Sione grunted, then chugged the whole water bottle, crushed it with his fist, and tossed it into the sink to put in the recycling later. “I heard from Lofa,” he said.
My voice pitched a bit too high when I said, “From home?”
The expression on his face made my stomach sour. Lofa was a notoriously popular guy from our neighborhood. Lofa knew a lot of people, including Jakob.
I lowered onto the couch next to Sione. The air conditioning blew on the back of my neck now, sending a chill all the way down my skin.

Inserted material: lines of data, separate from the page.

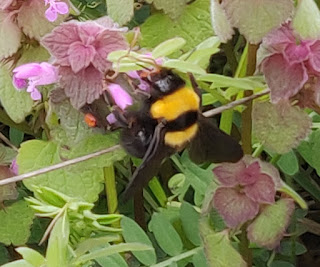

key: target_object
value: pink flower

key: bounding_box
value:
[108,83,133,110]
[42,17,128,108]
[44,0,69,22]
[213,158,278,227]
[13,62,58,100]
[258,24,320,108]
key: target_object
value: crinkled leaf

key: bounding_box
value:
[149,212,183,256]
[0,144,17,165]
[17,140,103,202]
[46,216,70,267]
[0,165,18,203]
[16,247,45,267]
[213,187,259,227]
[46,100,95,147]
[252,102,311,154]
[121,217,157,266]
[248,198,294,249]
[0,200,34,246]
[222,0,294,44]
[298,130,320,175]
[0,11,21,60]
[200,219,247,267]
[0,66,33,123]
[17,0,68,40]
[292,0,320,39]
[277,151,299,175]
[153,0,188,20]
[180,202,201,246]
[210,0,234,43]
[152,37,186,58]
[107,0,134,25]
[141,0,212,55]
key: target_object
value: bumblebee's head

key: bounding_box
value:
[148,69,185,94]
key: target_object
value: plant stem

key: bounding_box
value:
[241,44,258,154]
[103,165,118,214]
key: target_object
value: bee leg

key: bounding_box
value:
[188,72,202,106]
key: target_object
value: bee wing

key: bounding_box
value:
[123,123,175,201]
[189,115,243,163]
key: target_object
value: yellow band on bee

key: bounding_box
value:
[164,123,198,148]
[150,87,200,121]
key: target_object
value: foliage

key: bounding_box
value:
[0,0,320,267]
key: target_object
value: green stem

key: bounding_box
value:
[103,165,118,214]
[241,44,258,154]
[150,247,202,267]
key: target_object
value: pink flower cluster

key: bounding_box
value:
[213,156,280,227]
[258,23,320,108]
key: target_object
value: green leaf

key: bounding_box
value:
[277,151,299,175]
[223,0,294,44]
[46,100,94,147]
[17,140,104,202]
[200,218,247,267]
[252,102,311,154]
[0,66,33,123]
[162,59,205,74]
[280,240,307,257]
[180,202,201,246]
[197,74,265,90]
[16,247,46,267]
[74,243,153,264]
[292,0,320,40]
[0,200,34,246]
[9,127,24,146]
[106,0,134,25]
[247,198,294,249]
[153,0,188,20]
[1,260,34,267]
[149,212,183,256]
[46,215,70,267]
[298,129,320,175]
[121,217,157,266]
[152,37,186,58]
[140,0,212,55]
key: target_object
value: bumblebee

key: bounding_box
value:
[116,69,243,201]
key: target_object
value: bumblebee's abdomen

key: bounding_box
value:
[164,123,198,148]
[150,87,200,121]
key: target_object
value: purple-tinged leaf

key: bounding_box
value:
[222,0,294,44]
[244,174,276,204]
[213,187,259,227]
[247,198,294,249]
[213,161,246,187]
[261,54,308,103]
[252,102,311,154]
[210,0,234,43]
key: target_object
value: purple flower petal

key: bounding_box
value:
[108,83,133,110]
[213,160,246,187]
[12,75,28,90]
[244,174,276,204]
[12,63,42,79]
[213,187,259,227]
[106,113,117,124]
[262,54,308,102]
[55,2,69,15]
[44,6,58,22]
[30,88,41,100]
[309,40,320,72]
[237,161,260,185]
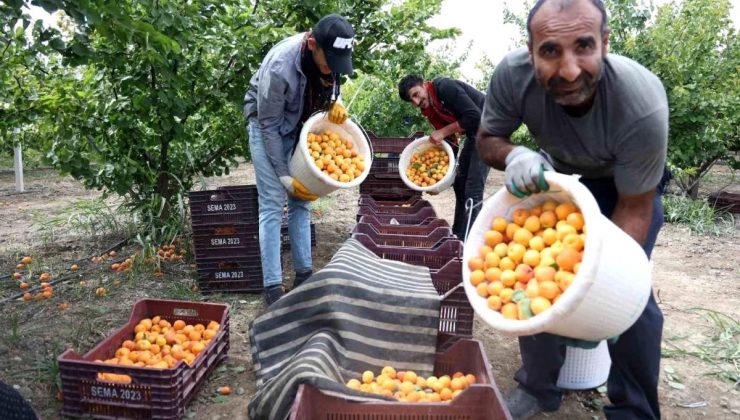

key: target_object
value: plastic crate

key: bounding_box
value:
[193,223,260,258]
[357,194,421,208]
[57,299,229,419]
[352,228,457,249]
[360,177,421,201]
[290,340,511,420]
[367,131,424,155]
[356,206,437,225]
[197,256,263,293]
[358,238,463,270]
[188,187,259,225]
[708,191,740,213]
[358,216,450,236]
[358,197,432,214]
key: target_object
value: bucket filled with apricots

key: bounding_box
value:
[398,136,455,194]
[288,112,373,197]
[463,172,651,341]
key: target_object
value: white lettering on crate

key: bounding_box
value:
[90,386,142,401]
[214,271,244,280]
[206,203,236,212]
[211,238,241,246]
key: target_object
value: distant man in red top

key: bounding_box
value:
[398,75,490,240]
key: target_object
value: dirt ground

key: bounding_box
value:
[0,164,740,419]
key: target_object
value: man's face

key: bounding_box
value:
[409,85,430,109]
[308,38,331,74]
[529,0,609,106]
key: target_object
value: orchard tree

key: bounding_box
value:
[624,0,740,197]
[4,0,447,240]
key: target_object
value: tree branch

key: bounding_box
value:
[200,145,233,168]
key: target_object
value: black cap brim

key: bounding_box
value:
[324,49,354,74]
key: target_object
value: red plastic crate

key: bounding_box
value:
[290,340,511,420]
[352,230,457,249]
[356,206,437,225]
[358,216,450,236]
[57,299,229,419]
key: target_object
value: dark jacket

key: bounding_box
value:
[432,77,486,136]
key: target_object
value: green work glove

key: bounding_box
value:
[504,146,553,198]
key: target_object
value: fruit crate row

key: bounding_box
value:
[352,194,473,349]
[57,299,229,419]
[289,339,511,420]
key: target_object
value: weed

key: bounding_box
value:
[662,308,740,387]
[663,195,735,236]
[36,349,62,392]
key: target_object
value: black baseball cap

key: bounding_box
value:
[312,14,355,74]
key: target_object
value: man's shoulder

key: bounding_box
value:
[605,54,668,118]
[264,34,305,70]
[605,54,665,101]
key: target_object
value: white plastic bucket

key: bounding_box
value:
[462,171,652,341]
[398,136,457,194]
[288,112,373,197]
[558,341,612,390]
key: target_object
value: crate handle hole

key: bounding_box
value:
[172,308,198,318]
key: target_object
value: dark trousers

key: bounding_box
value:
[514,179,663,419]
[452,136,491,241]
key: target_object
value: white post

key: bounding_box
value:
[13,143,24,192]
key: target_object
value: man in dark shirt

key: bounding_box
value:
[398,75,490,241]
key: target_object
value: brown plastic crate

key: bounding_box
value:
[367,131,424,155]
[358,216,450,236]
[708,191,740,213]
[357,194,421,207]
[57,299,229,419]
[188,187,259,225]
[290,340,511,420]
[198,256,263,293]
[356,206,437,225]
[358,197,432,214]
[352,230,457,249]
[358,239,463,270]
[193,223,260,258]
[360,178,421,201]
[440,282,474,351]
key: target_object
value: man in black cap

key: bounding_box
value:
[244,14,355,305]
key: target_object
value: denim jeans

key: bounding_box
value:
[249,118,313,287]
[514,178,663,420]
[452,136,491,241]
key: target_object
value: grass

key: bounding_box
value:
[662,308,740,388]
[663,195,735,236]
[32,197,135,246]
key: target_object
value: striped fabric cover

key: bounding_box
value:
[248,239,440,419]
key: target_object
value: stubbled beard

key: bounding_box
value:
[536,60,604,106]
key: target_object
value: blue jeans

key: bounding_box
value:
[249,118,313,288]
[514,178,663,420]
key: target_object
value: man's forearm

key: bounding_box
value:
[612,191,655,246]
[476,128,516,170]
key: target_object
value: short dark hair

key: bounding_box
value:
[527,0,607,42]
[398,74,424,102]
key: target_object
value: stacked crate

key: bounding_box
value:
[352,133,473,351]
[290,133,511,420]
[189,185,316,293]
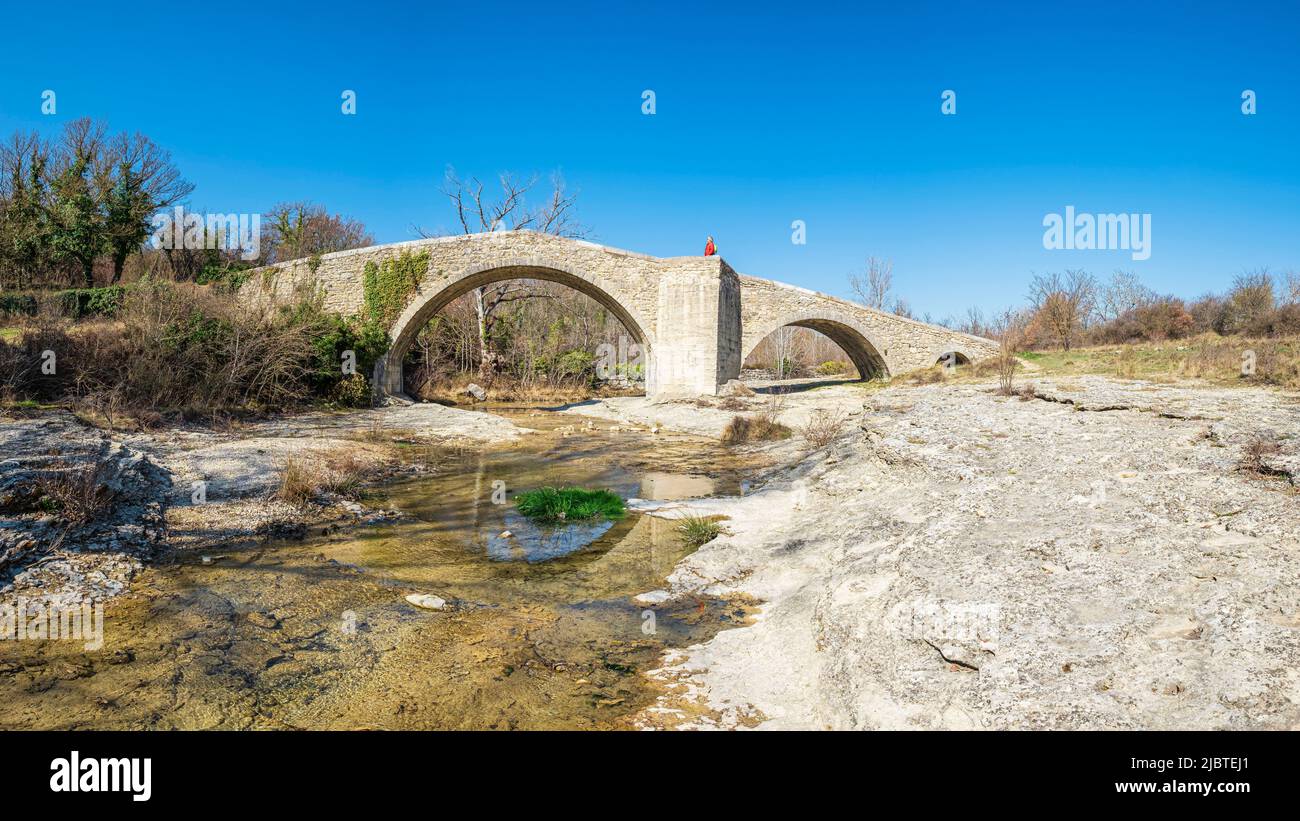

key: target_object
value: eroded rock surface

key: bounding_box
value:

Sione and I grew up only a block away from each other in California. His mother and my father, siblings, needed quick access to the ocean to be happy. We’d spent our childhoods in each other’s houses and running into the crisp California waves together.
Sione was, in a word, safety. Which is why I slept in an RV on a reservoir in a landlocked mountain chain, far from my family, my ocean, and my people. Right now, he was the only place I felt not so alone, yet still far from old ghosts.
“Yes, Lofa.” Sione leaned forward, forearms on his legs. “Said that Jakob asked about you the other day.”
“What did he ask?”
Sione shrugged, which meant he didn’t want me to know everything. “Just wanted to know how you were and where you went.”
I frowned. “He doesn’t get to ask that.”
“Why not?”
“This whole breakup was his idea.” I waved a hand in the air to encompass the RV. “If I’d had my way, I’d be happily married and probably pregnant with his baby. But, no. He’s the one that had to get bored.”